Mrs. Lisbon is tough. She needs to be a tyrant repressively, not oppressively, caring for the girls but unaware of which problems are significant and where they come from. Turner, ostensibly hired for her career of playing various types of toughness, seems uncertain of which applies here (V.I. Warshawski tough? Serial Mom tough? Body Heat tough?) and plays it blandly, tough without Serial Mom viciousness or Body Heat control.

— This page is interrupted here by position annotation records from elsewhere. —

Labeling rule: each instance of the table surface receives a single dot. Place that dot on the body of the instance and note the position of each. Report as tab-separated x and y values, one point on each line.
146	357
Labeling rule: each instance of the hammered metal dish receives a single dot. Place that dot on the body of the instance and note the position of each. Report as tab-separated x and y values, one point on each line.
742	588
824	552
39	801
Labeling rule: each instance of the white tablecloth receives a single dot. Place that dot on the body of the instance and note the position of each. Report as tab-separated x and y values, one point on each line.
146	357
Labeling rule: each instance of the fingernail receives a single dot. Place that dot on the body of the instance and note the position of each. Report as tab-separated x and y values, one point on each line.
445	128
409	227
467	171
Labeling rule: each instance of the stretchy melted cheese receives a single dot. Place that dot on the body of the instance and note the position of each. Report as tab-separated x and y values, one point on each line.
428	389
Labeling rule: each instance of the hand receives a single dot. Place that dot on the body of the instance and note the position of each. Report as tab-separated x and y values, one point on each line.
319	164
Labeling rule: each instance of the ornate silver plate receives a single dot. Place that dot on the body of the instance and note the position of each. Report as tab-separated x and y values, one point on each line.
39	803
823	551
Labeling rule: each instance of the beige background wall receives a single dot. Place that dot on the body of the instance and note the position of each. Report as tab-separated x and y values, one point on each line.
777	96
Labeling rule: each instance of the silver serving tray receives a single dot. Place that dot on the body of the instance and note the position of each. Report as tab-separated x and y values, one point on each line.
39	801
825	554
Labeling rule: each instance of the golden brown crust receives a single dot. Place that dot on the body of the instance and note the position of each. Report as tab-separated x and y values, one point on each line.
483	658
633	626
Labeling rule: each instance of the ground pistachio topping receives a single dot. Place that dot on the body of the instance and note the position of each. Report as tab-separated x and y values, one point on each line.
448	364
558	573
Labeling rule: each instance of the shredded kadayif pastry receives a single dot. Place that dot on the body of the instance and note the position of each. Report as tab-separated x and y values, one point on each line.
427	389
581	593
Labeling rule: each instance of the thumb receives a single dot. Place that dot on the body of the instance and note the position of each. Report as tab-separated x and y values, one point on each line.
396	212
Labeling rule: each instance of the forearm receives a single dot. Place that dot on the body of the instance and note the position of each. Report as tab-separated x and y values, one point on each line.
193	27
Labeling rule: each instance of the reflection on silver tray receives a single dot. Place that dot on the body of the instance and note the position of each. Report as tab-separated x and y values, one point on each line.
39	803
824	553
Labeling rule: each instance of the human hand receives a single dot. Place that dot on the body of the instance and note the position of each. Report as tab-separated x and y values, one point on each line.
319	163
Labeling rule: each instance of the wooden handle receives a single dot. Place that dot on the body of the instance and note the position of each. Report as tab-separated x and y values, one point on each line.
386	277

Someone [LA Weekly] knocks Coppola for making the girls "all raving beauties" but this is off base. To read the book is to know the girls' raving beauty, with or without the very slight amount of physical description offered ("short, round-buttocked in denim..."), and to understand the book is to give in to its subjectivity with regard to the Lisbons, and maybe Coppola actually goes get the point, casting metaphorically. The beauty of the actresses [and it should be noted that hey, maybe there are some folks who think they're not all that attractive (maybe, in a supremely hypothetical aside to Coppola's utmost theoretical credit, the actresses are quite homely, and the LA Weekly and I just remember them as beautiful because of the movie!)] is a symbol for the beauty they would have even if they weren't so nice-looking. Maybe it's a young-male* attitude for me not to have been taken aback by the toothsome Lisbon casting, assuming that ALL the girls in the book are raving beauties unless specifically contradicted, from Sarah Sheed on up/around. Find me an ugly girl in the movie. Unfortunately, it's hard to tell whether there are none because Coppola agrees with me or because she just casts Hollywood, viz. young and cute.

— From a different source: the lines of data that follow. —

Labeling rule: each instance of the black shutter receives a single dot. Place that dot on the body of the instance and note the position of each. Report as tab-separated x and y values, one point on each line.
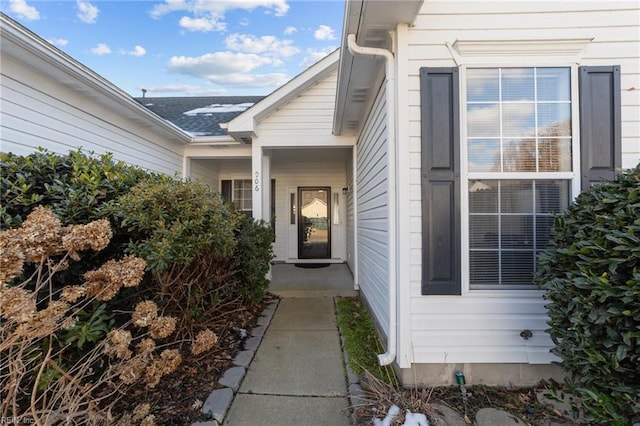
600	124
225	190
440	124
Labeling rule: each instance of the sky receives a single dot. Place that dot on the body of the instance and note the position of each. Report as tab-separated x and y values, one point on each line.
188	47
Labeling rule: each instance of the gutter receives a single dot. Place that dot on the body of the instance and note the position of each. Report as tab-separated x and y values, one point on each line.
390	93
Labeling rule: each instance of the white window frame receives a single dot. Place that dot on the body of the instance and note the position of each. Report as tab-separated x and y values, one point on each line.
573	176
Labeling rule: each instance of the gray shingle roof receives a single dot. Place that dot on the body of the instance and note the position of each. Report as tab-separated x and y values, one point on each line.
199	115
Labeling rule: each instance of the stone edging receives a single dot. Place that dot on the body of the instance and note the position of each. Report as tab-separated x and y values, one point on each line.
217	404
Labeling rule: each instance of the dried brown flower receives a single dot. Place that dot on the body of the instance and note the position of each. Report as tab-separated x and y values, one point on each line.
41	235
17	304
11	256
162	327
150	420
146	346
94	235
141	411
204	341
118	344
72	293
131	371
144	313
106	281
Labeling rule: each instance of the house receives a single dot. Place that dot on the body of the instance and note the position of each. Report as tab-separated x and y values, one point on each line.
433	148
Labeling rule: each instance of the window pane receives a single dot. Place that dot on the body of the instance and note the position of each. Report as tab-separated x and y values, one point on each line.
484	155
516	232
517	267
517	84
553	84
554	155
554	119
483	196
519	155
482	85
483	120
483	268
518	120
483	231
552	196
516	196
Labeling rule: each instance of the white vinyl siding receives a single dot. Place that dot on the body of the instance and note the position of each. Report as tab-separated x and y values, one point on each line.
38	111
291	170
373	212
308	115
485	326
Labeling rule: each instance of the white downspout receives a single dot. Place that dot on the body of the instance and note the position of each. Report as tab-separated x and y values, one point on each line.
390	93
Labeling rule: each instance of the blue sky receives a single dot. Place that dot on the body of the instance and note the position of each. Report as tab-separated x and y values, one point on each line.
188	47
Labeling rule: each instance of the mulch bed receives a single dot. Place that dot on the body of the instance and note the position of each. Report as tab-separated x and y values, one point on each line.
176	400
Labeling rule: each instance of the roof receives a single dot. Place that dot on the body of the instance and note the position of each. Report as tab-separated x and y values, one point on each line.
35	52
200	115
244	126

*Regardless of how it may seem by advertising/reviews/etc., this is a book for young (/old) men (/boys). Also for young (/etc.) women, but I think, from my young-male demographic, that the girls will watch/read it and feel for the girls in their predicament, and feel deeply, but the boys will know (if not admit) that this is a book about boys feeling things, such as love, and horrible unspeakable crippling torment. You know, kid stuff. The girls feel helplessness. The boys feel the girls' helplessness (as much as empathy can be real) and their own compounded helplessness at that of the girls. Girls reading, if they're on top of their game, will get the boys' feelings, but I'm not sure they hit the full effect:
real boys reading {<real boys (real girls)> reading deeply [ boys (girls)]
BUT ADULTS GET IN THE WAY
Eventually I realized that Coppola had inadvertently gotten it right. I wanted DeVito gone, and I wanted Glenn out, and then that spread to Woods and Turner, and not only that, I wanted Mr. and Mrs. Lisbon gone. So does everyone else. It's not that they're such horrible people; they're strict but not strictly abusive, and all parents have to lay down the law, even if an hour of film time leads to a terrible hindsight, and it's not their fault Cecilia's the way she is. We just want them gone to deal with our kid emotions in peace.

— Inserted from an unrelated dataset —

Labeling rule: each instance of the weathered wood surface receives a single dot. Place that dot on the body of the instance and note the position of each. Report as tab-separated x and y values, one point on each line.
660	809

The Lisbons know it's not their parents' fault, somewhere subconscious maybe. It's why any eventual escape plan they may formulate isn't reliant upon escape from the parents, but escape from the problems. The boys think escape from the parents is all the Lisbons need, or know it's not but hope it is, or know it's not but hope the girls think it is, or just can't face anything else, can't blame Cecilia, it's the way she was, and if that's genetic, the parents' fault, then the other Lisbons are of the same stuff, and must revert to the simplest fantasy of parents being gone so they can fall in love and be shy and not kill themselves and be kids.